College Football - What's the difference between FBS and FCS

We welcome our new writer David Burgess to explain all about the FCS and why you shouldn't dismiss watching it .

Most of those familiar with college football will know the big boys: Alabama, winners of 5 national championships in the last nine years, and quite a few in decades previous; Notre Dame, who first came to prominence by defeating powerhouse Army in 1913; Clemson, national champions in 1981, 2016 and 2018 and yearly contenders for the CFP; or Michigan, whose 963 wins are good for 1st all time among FBS teams. There are others of course, but these are among the varied array of college football’s finest.

Often lost in college football though, are the other levels and divisions who also produce quality teams and send players to the NFL. That would include teams such as North Dakota State, an FCS level school that has won 8 FCS National Championships in the last ten years. Yes, that’s the same NDSU that produced Trey Lance and Carson Wentz, among others. Full disclosure: My favorite team is the Montana Grizzlies (also FCS), but don’t get me started on them or I’ll never get around to the actual content.
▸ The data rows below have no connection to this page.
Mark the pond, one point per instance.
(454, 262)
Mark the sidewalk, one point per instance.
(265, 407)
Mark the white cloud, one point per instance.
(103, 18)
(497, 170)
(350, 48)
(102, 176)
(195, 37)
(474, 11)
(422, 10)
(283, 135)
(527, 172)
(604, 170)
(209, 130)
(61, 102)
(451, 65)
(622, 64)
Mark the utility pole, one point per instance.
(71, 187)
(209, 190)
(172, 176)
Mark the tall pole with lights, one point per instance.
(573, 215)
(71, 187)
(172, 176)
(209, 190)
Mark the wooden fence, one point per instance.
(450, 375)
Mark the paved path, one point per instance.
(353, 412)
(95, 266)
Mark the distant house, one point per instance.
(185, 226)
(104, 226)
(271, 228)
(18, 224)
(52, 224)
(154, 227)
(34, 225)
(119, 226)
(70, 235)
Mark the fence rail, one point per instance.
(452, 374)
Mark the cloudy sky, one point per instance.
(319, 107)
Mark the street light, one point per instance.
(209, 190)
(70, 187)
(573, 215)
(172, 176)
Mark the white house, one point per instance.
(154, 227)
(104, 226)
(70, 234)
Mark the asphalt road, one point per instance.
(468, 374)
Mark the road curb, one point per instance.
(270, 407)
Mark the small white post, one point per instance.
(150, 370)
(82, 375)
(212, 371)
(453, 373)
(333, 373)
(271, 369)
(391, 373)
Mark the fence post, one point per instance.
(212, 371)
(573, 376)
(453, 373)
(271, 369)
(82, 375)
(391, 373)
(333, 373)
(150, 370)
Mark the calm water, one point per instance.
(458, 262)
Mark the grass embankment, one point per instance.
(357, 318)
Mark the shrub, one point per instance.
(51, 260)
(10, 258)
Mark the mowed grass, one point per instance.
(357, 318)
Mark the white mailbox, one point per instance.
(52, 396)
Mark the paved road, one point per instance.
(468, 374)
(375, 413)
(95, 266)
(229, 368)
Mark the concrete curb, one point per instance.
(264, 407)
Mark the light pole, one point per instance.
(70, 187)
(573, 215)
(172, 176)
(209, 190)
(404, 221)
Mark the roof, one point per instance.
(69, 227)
Trey Lance & Carson Wentz playing for North Dakota State
Trey Lance & Carson Wentz playing for North Dakota State

What do all those initials mean?

Division I is the highest level of NCAA football. In 1978, the NCAA split the division into two subdivisions: I-A and I-AA. This created a bit of separation between larger and smaller programs while also allowing for parity among the teams in the same subdivision. In 2006 the two were renamed Football Bowl Subdivision (FBS) and Football Championship Subdivision (FCS). The FCS, like the FBS, has conferences and some of those conferences have divisions within them. Currently there are 15 FCS conferences. And though there have been some independents, every current FCS team has a conference affiliation.

Who are the major players?

Just like the FBS, the FCS has its own royalty. The Missouri Valley Conference has eleven teams, including North Dakota State. The Big Sky Conference is the largest with 13 teams, including most recent conference champ Weber State. The Big Sky also sent four teams to the playoffs in 2018, the first conference to do so.

North Dakota State has been the most dominant team in the last decade, their championship runs interrupted only by James Madison in 2016 and Sam Houston in 2020.

How do the divisions determine their national champions?

FBS has Bowl games yearly, which are essentially exhibition games filled by invitation or conference affiliation. However, the top four teams are chosen by committee to compete in semifinal bowls followed by the FBS championship game. For more info on how the FBS works, read James Hill’s Beginner’s Guide article.

FCS has a 24 team playoff, with conference champions given an automatic berth. After that, a selection committee (similar to March Madness for you basketball fans) selects the remaining participants. It is single elimination, with games played at the higher seed’s home stadium prior the championship. That game is currently played at Toyota Stadium in Frisco, Texas. This format makes the FCS more like the NFL in terms of how it determines a champion.

FCS Playoff Bracket 2021
FCS Playoff Bracket 2021

Do FBS and FCS teams play each other?

Yes. Most of the time FBS teams schedule their FCS brothers as tune-up games to prepare them for tough conference games later. FBS teams usually win these contests, and for many years FCS wins did not count toward bowl eligibility. These days they do. Likely the most famous FBS/FCS contest is Michigan vs Appalachian State in 2007, when the Mountaineers won a thriller over the No 5 ranked Wolverines at the Big House.

May teams move up from FCS to FBS?

Yes. Without getting too technical: If a school sponsors 16 varsity sports, agrees to play 60% of their games against FBS opponents, averages at least 15,000 in attendance and provides 90% of the allowable scholarships per year it can move up.

There are advantages to the upward move. Among them: increased scholarships (85 in FBS vs 63 in FCS); more money from bigger conferences, and increased exposure via televised games. Disadvantages are: these upward movers start in lesser conferences and usually take many years to attain much national notice. Coastal Carolina Chanticleers were an exception to the latter rule, though. They caught quite a bit of notice in 2020 with their play, teal field, mullet haircuts and response to Pat McAfee’s comments about them.

Marshall, the gold standard of FCS football for many years, advanced to FBS in 1997. Coastal Carolina moved up in 2017. Appalachian State joined the FBS in 2014. The Idaho Vandals are an example of one who moved up (1996) then back to FCS (2018).

Wrap it up

Hopefully this has given you a bit of a handle on the FCS and the differences between it and the FBS. Who knows? Maybe you’ll slide past the 80,000 seat stadium to enjoy a cozy but loud 20,000 seat stadium where the fans are just as passionate.

So if you want to step outside the box of Buckeyes, Tigers, Crimson Tide or Trojans—you may turn your attention to the Bison, Great Danes, Fighting Camels or maybe even the Griz (sorry, shameless plug).